In cheaper styles of inferior workmanship, bourgeois chairs of the 19th century carried on the traditions of the 17th and 18th centuries. The only real innovations were the bentwood (wood that has been bent and shaped) chairs in beech that became popular all over the world and were still made in the 20th century. Around 1900 the continental Art Nouveau and Jugendstil styles (French and German styles characterized by organic foliate forms, sinuous lines, and non-geometric forms), and the Arts and Crafts movement in England (established by the English poet and decorator William Morris to reintroduce idealized standards of medieval craftsmanship), gave rise to original chair designs by Eugène Gaillard in France, Henry van de Velde in Belgium, Josef Hoffman in Austria, Antonio Gaudí in Spain, and Charles Rennie Mackintosh in Scotland. These new furniture styles did not exercise wide, let alone decisive, influence.
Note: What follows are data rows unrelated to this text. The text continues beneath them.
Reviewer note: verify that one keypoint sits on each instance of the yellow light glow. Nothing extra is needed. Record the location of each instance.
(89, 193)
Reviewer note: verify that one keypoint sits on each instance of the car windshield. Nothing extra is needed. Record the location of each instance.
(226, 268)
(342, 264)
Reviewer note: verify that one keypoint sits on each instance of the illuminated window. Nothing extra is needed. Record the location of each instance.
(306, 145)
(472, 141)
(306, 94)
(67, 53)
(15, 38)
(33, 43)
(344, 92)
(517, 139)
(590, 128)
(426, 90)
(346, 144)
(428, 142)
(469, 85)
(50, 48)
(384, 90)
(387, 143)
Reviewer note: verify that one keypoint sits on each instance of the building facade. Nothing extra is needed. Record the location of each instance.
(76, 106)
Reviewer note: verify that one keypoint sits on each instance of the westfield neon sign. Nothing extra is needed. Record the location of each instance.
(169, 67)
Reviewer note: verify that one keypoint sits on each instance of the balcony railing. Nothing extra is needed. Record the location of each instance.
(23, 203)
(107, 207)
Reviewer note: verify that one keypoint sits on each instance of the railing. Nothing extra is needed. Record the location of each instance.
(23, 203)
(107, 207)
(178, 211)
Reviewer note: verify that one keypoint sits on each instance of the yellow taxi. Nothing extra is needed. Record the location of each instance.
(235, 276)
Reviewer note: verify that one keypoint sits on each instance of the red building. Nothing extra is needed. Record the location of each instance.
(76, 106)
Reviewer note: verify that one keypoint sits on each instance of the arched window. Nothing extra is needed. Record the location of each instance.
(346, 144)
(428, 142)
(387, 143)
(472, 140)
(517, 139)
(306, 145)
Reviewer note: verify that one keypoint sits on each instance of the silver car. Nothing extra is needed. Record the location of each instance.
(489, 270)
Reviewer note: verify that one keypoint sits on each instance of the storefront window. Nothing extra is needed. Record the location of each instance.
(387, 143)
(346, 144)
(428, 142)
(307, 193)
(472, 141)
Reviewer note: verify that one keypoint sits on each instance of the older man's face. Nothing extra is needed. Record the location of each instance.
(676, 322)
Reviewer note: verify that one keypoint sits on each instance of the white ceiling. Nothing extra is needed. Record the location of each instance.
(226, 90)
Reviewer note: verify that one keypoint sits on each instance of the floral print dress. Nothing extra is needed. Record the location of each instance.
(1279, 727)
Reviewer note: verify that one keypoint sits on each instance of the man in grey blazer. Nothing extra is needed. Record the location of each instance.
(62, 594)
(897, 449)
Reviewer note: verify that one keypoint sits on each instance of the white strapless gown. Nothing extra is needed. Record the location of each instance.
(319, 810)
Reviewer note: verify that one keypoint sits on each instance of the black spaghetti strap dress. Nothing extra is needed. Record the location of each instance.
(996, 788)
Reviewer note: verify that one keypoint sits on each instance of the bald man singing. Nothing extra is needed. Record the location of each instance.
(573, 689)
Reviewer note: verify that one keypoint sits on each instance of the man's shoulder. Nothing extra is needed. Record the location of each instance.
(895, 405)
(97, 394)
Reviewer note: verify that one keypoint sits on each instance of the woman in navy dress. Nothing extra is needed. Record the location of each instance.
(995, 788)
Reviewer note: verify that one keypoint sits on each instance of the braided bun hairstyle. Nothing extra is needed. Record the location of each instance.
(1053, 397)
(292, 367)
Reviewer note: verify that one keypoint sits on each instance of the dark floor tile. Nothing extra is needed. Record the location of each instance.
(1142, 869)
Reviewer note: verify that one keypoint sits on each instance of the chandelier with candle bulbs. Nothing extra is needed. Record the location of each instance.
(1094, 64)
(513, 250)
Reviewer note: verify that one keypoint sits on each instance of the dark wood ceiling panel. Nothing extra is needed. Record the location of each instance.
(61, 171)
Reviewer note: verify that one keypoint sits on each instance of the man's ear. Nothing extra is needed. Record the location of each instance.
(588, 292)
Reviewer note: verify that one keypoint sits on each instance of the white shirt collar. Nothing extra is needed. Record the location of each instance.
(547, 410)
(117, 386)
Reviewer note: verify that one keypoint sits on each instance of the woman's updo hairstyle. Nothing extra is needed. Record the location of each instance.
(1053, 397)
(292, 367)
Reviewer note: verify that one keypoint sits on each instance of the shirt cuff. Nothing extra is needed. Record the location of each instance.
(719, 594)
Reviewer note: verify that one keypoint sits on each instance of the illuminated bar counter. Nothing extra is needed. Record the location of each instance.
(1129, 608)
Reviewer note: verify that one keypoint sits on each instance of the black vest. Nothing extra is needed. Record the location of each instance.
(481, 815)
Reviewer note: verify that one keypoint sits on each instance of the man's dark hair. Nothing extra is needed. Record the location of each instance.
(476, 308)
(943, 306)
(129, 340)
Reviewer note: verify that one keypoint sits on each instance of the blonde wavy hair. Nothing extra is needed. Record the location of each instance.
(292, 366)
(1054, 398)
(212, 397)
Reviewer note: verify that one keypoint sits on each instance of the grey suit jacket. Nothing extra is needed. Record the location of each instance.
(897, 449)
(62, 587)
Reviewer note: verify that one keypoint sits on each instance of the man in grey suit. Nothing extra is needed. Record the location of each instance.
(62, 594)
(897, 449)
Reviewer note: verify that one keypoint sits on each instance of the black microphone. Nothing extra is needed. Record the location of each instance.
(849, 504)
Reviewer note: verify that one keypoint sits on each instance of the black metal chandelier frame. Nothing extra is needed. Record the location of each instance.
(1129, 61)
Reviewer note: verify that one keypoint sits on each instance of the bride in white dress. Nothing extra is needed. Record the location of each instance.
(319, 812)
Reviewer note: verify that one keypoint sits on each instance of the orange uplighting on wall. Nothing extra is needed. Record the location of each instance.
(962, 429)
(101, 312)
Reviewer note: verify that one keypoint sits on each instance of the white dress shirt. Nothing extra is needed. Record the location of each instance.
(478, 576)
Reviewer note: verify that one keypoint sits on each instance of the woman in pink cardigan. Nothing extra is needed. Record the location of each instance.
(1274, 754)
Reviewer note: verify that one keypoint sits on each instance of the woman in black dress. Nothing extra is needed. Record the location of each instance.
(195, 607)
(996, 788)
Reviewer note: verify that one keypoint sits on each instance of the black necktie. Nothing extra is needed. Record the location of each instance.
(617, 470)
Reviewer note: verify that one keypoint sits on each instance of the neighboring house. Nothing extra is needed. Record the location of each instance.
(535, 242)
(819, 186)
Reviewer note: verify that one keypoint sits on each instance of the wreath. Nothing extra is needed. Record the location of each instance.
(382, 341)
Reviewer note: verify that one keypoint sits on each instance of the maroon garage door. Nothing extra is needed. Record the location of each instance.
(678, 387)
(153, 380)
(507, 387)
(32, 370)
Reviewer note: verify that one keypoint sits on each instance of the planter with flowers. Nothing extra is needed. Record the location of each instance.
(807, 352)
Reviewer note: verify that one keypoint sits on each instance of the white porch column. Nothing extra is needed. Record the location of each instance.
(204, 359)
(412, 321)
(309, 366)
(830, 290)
The Art Nouveau chairs designed by the French architect Hector Guimard, for example, are collector’s pieces, but his name is known to a broader public only because of his fanciful entrances to the Paris Métro.
Modern
After World War I, the Bauhaus school in Germany became a creative centre for revolutionary thinking, resulting, for example, in tubular steel chairs designed by the architects Marcel Breuer, Ludwig Mies van der Rohe, and others. During World War II, the aircraft industry accelerated the development of laminated wood and molded plastic furniture. The dominant chair forms of this period go back to designs by Alvar Aalto, Bruno Mathsson, and Charles and Ray Eames. Rapid technical developments, in conjunction with an ever-increasing interest in human-factors engineering, or ergonomics, indicate that completely new chair forms will probably be evolved in the future.